One of those candidates is Melanie Forrer, writing candidate for Wayne Trace School Board. Forrer is one of four candidates vying for three seats and says running was an easy decision.

“I just feel like it’s my turn to give back to the community,” Forrer said. “They have given me so much support over my years as a student, group member, athlete and even coach when I coached at Wayne Trace and I want to help in any way I can.”

Forrer says his main focus is on the mental health of students and staff. With the recent suicides in the community, she hopes that as a member of the school board, the district can recruit a mental health professional to visit all the schools.

“It’s more prevalent than we ever thought,” Forrer said. “One thing I love about the community is when someone who hurts the community comes together. That’s why I want to give back.
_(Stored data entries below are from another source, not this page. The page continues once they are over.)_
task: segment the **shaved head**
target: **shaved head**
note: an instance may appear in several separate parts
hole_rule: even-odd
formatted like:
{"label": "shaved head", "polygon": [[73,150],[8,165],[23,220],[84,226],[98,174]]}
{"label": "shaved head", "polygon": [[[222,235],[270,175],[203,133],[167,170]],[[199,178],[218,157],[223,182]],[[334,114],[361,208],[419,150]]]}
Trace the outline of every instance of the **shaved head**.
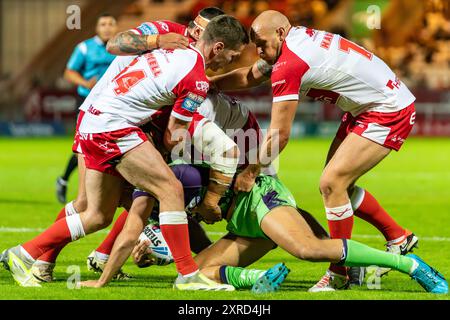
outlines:
{"label": "shaved head", "polygon": [[274,64],[281,54],[291,24],[281,12],[267,10],[252,23],[250,38],[256,44],[258,55],[269,64]]}
{"label": "shaved head", "polygon": [[275,32],[278,28],[289,28],[289,19],[279,11],[263,11],[252,23],[255,32]]}

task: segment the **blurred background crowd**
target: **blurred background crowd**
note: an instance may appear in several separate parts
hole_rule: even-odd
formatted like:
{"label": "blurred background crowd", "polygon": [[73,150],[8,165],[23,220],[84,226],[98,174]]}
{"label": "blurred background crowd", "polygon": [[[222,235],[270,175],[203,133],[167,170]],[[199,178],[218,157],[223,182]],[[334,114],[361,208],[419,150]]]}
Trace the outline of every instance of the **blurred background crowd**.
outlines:
{"label": "blurred background crowd", "polygon": [[[71,5],[81,8],[80,29],[68,29]],[[383,59],[415,93],[419,122],[425,119],[428,126],[419,125],[417,132],[450,135],[448,0],[0,0],[0,120],[42,121],[39,108],[53,108],[52,118],[45,120],[70,119],[73,103],[64,97],[73,87],[63,78],[64,67],[76,44],[93,36],[102,12],[114,15],[118,30],[123,31],[161,19],[187,24],[207,6],[223,9],[246,27],[262,11],[275,9],[286,14],[292,25],[355,41]],[[249,46],[228,69],[256,59],[255,48]],[[258,99],[245,93],[243,99],[249,99],[264,118],[270,109],[270,91],[259,88],[255,94]],[[304,119],[339,118],[337,108],[317,108],[316,102],[301,109]]]}

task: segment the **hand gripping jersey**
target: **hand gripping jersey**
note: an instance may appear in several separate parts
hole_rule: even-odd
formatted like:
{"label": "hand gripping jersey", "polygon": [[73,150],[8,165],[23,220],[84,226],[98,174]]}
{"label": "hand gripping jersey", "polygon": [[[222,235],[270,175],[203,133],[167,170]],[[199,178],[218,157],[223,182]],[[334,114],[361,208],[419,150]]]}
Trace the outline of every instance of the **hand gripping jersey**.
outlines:
{"label": "hand gripping jersey", "polygon": [[325,31],[292,27],[272,68],[273,101],[308,96],[357,116],[396,112],[415,97],[377,56]]}
{"label": "hand gripping jersey", "polygon": [[133,57],[125,68],[113,63],[81,107],[85,116],[79,132],[138,127],[163,106],[173,106],[172,116],[191,121],[208,89],[204,59],[193,46],[153,50]]}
In recent years, some school boards in Ohio and the United States have seen meetings end in brawls with anger and local law enforcement called in. Lewis says there have been cases where school board members have been threatened and meetings have turned violent, each school district meeting is different.

“We are seeing eight candidates running for two spots,” Lewis said. “We are seeing some school districts where candidates are running unopposed while others will have open seats and no one will run. It varies by school district.

Not only are there more candidates in Ohio school boards, they are also spending more on their campaigns. It’s hard to know exactly how much more, but much of it relates to political parties, which Lewis is sad to see.

“We are seeing more candidates this year than ever running using party affiliation as a reason to vote for them,” Lewis said. “These are non-partisan elections. Really, I don’t believe there is room for politics in education. It’s too important. The stakes are too high. ”

The vote for the Ohio School Board takes place on November 2 between 6:30 a.m. and 7:30 p.m.